A.H.: Well, the silent pictures were the purest form of cinema; the only thing they lacked was the sound of people talking and the noises. But this slight imperfection did not warrant the major changes that sound brought in. In other words, since all that was missing was simply natural sound, there was no need to go to the other extreme and completely abandon the technique of the pure motion picture, the way they did when sound came in.
F.T.: I agree. In the final era of silent movies, the great film-makers--in fact, almost the whole of production--had reached something near perfection. The introduction of sound, in a way, jeopardized that perfection. I mean that this was precisely the time when the high screen standards of so many brilliant directors showed up the woeful inadequacy of the others, and the lesser talents were gradually being eliminated from the field. In this sense one might say that mediocrity came back into its own with the advent of sound.

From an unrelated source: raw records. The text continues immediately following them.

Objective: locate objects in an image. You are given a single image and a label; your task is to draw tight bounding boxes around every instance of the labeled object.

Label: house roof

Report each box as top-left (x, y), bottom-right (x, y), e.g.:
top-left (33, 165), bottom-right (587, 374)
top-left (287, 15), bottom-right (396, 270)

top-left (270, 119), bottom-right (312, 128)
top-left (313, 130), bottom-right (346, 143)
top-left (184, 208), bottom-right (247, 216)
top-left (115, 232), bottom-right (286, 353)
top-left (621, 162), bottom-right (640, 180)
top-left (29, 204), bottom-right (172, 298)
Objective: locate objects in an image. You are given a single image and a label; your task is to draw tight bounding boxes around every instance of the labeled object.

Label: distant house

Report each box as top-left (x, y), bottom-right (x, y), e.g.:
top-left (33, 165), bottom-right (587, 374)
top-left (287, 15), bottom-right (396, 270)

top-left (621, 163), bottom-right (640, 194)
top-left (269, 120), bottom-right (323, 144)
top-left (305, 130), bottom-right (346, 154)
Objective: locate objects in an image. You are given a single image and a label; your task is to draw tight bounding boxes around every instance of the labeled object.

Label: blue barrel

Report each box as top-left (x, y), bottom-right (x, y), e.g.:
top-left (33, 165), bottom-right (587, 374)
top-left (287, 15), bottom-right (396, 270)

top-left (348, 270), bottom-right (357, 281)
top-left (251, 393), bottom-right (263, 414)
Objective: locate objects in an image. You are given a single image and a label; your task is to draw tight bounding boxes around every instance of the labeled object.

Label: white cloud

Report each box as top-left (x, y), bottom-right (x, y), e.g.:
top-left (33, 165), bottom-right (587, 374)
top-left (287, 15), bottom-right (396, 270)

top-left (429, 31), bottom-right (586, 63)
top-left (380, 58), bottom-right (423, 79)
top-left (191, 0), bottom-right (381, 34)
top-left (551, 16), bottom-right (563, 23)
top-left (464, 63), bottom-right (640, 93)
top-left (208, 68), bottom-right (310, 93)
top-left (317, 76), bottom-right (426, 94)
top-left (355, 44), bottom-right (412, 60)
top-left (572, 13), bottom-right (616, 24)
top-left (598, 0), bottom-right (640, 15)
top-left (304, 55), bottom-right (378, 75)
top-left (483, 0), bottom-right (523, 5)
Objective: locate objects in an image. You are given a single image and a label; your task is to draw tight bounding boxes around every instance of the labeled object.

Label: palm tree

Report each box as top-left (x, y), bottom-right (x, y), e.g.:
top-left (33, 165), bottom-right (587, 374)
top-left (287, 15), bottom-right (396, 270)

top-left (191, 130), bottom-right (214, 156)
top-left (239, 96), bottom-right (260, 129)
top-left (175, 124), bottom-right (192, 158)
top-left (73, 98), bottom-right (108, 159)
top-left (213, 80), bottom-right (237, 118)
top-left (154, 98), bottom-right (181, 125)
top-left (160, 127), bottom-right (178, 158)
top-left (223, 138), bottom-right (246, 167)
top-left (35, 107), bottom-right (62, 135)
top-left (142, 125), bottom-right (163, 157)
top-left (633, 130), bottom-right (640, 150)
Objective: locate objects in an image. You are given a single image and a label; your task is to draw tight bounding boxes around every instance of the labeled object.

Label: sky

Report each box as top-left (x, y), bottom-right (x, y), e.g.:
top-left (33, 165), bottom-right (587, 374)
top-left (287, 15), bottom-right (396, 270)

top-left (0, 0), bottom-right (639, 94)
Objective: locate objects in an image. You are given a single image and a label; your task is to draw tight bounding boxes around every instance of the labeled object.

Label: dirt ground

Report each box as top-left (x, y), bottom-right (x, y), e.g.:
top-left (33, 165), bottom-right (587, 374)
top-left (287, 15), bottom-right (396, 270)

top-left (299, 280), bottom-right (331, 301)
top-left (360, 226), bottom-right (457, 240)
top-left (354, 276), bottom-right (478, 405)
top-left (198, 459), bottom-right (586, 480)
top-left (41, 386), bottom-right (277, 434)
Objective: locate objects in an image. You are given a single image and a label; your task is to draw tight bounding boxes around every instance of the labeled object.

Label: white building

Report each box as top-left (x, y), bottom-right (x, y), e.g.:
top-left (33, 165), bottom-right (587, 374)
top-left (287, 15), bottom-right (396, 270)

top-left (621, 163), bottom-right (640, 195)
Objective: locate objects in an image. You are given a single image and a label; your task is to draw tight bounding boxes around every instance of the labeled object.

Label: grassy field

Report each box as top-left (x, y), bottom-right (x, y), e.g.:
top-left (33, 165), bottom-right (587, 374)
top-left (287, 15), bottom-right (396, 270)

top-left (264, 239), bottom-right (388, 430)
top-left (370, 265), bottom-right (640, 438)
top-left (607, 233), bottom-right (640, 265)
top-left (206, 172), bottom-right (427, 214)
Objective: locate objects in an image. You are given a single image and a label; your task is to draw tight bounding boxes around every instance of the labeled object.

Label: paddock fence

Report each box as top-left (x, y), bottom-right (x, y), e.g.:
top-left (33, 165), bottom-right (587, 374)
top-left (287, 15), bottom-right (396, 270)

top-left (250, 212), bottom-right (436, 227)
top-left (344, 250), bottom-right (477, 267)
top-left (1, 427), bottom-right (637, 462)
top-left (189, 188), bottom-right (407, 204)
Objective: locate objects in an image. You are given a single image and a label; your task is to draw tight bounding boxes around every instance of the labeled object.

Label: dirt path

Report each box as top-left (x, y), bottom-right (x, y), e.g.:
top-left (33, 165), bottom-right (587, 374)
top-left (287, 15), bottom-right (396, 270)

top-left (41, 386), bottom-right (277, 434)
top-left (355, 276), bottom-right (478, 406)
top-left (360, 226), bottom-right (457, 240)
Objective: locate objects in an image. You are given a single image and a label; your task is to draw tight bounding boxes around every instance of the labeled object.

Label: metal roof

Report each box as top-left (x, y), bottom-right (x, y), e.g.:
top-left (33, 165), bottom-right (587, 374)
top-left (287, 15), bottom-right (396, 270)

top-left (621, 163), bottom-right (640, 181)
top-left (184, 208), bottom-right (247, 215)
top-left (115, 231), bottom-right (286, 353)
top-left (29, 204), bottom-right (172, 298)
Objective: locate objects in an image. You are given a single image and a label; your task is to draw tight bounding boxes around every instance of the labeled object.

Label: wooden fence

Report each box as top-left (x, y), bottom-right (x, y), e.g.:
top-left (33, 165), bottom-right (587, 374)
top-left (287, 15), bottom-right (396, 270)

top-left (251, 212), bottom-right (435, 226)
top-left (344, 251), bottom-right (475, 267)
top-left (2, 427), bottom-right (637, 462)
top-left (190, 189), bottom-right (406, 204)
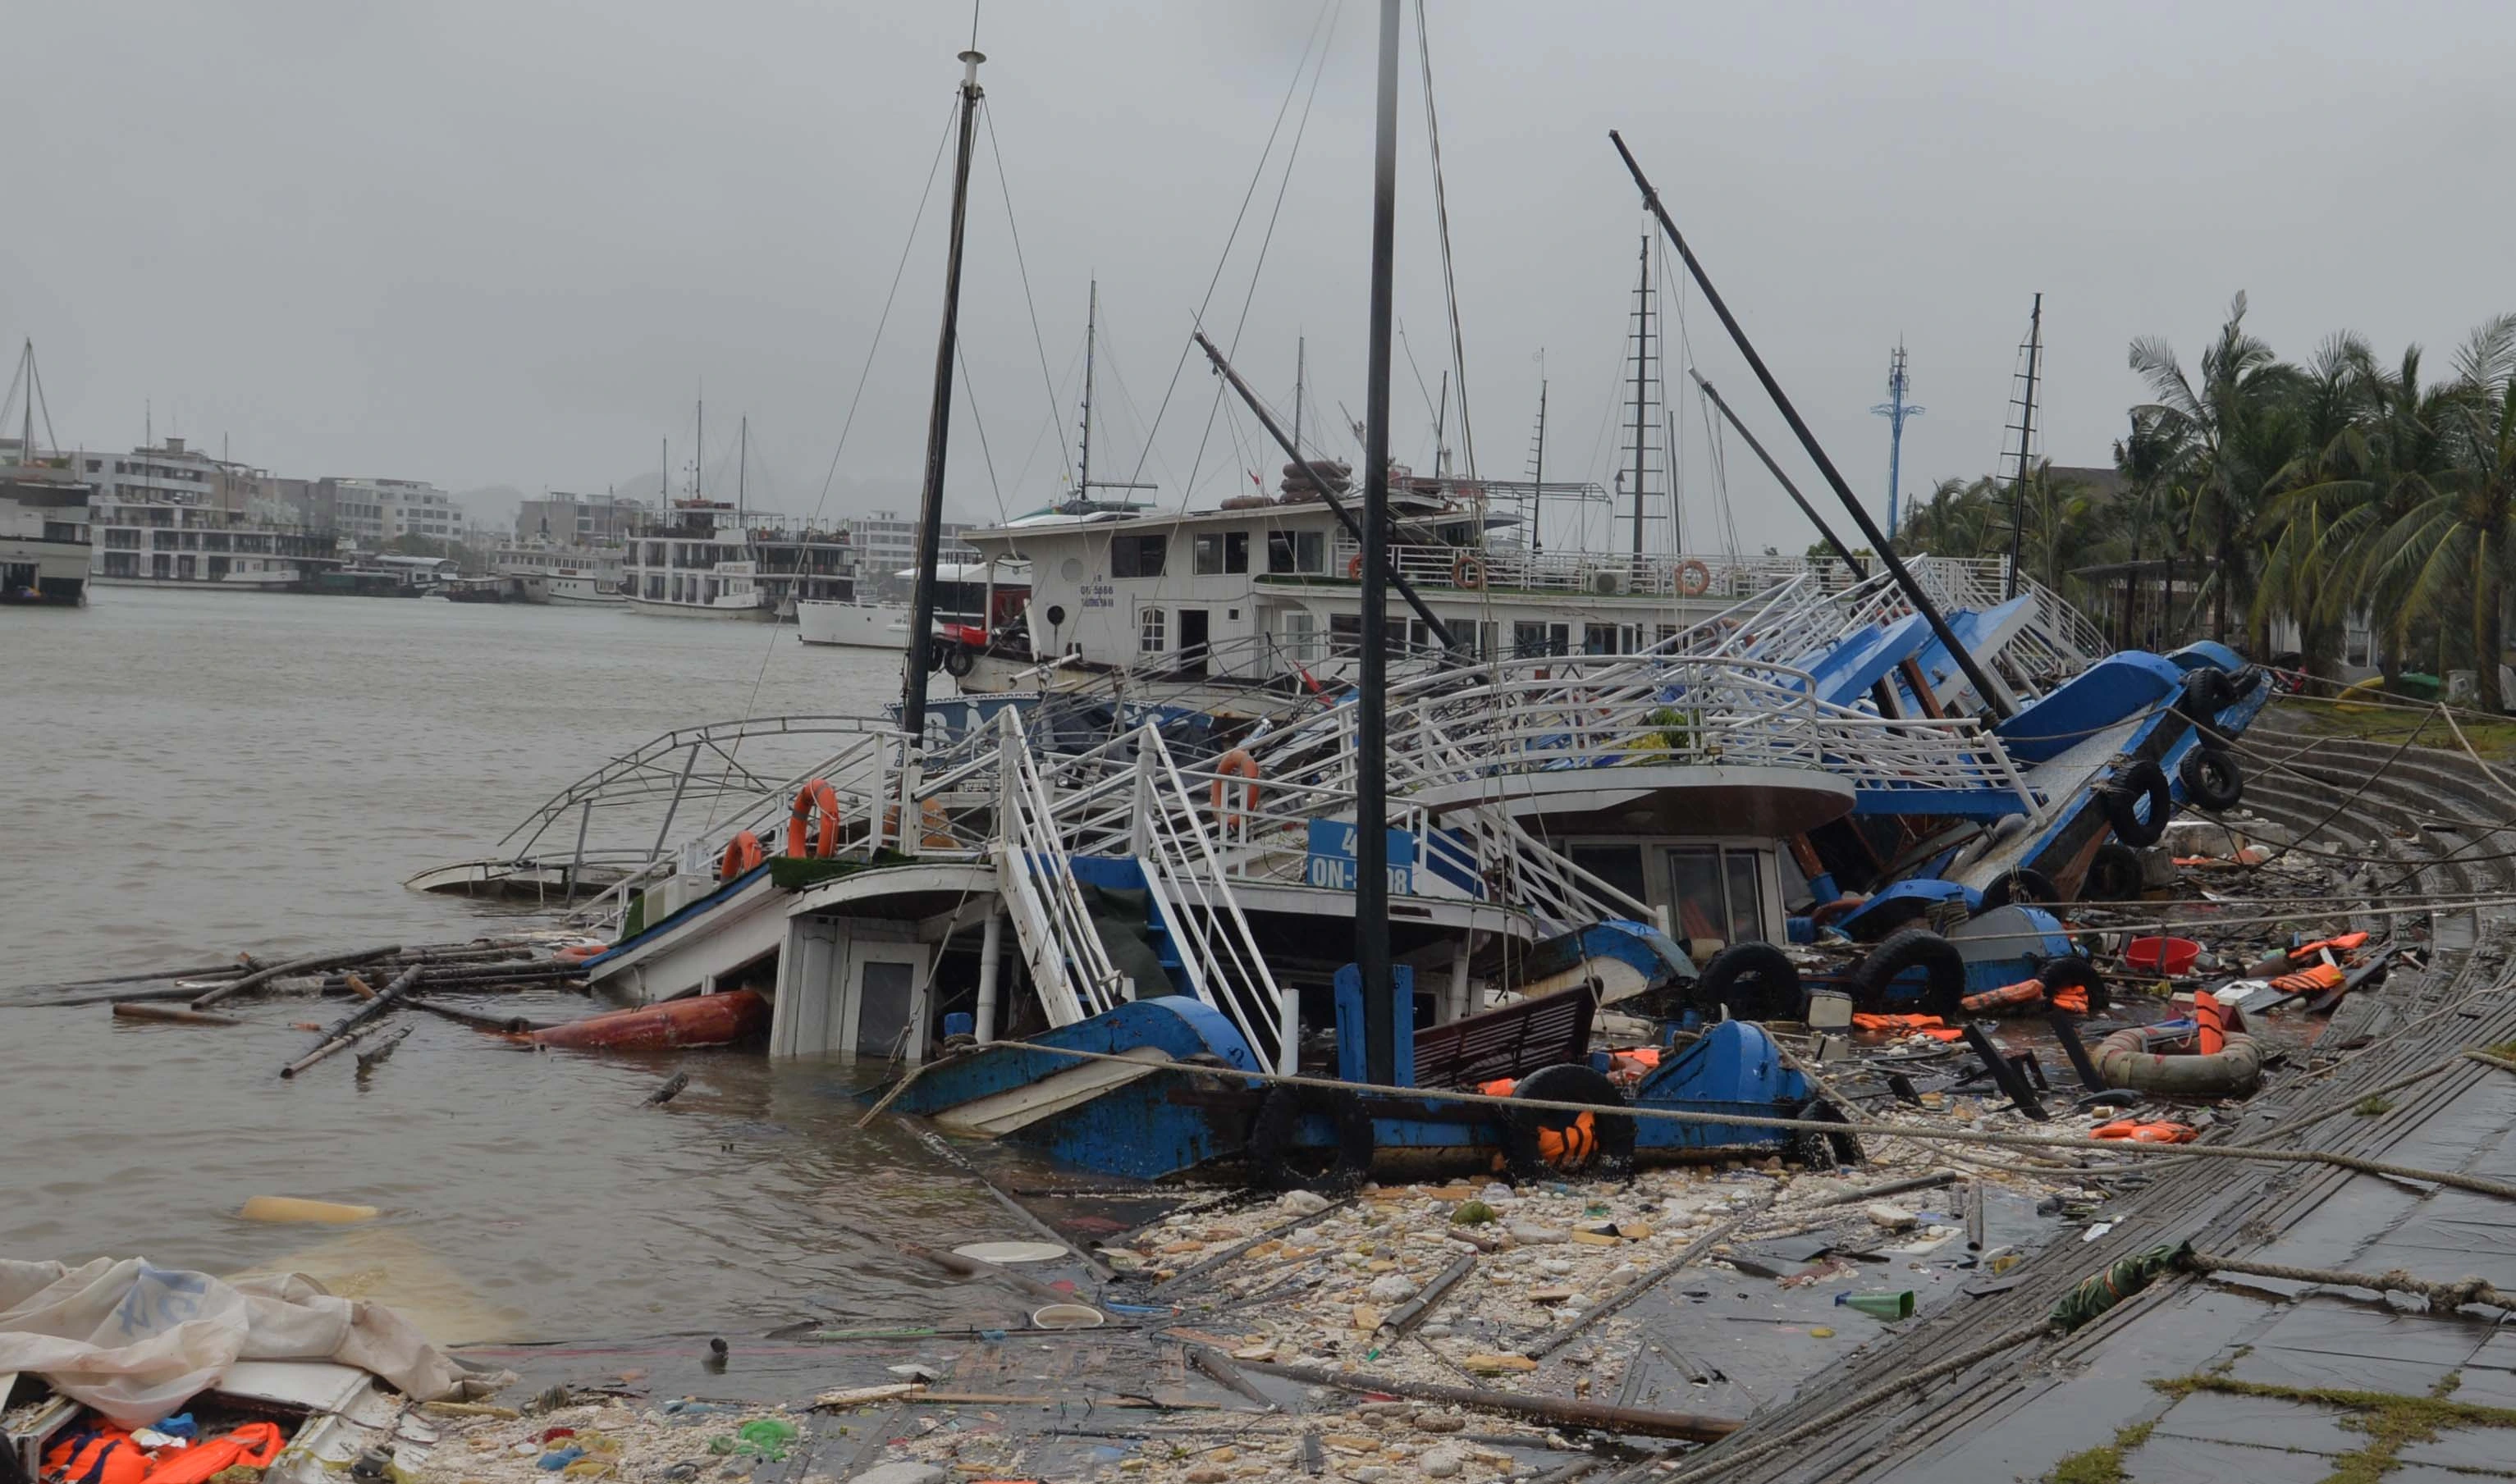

A.H.: I agree absolutely. In my opinion, that's true even today. In many of the films now being made, there is very little cinema: they are mostly what I call 'photographs of people talking.' When we tell a story in cinema, we should resort to dialogue only when it's impossible to do otherwise. I always try first to tell a story in the cinematic way, through a succession of shots and bits of film in between. It seems unfortunate that with the arrival of sound the motion picture, overnight, assumed a theatrical form. The mobility of the camera doesn't alter this fact. Even though the camera may move along the sidewalk, it's still theater. One results of this is the loss of cinematic style, and another is the loss of fantasy. In writing a screenplay, it is essential to separate clearly the dialogue from the visual elements and, whenever possible, to rely more on the visual than on the dialogue. Whichever way you choose to stage the action, your main concern is to hold the audience's full attention. Summing it up, one might say that the screen rectangle must be charged with emotion.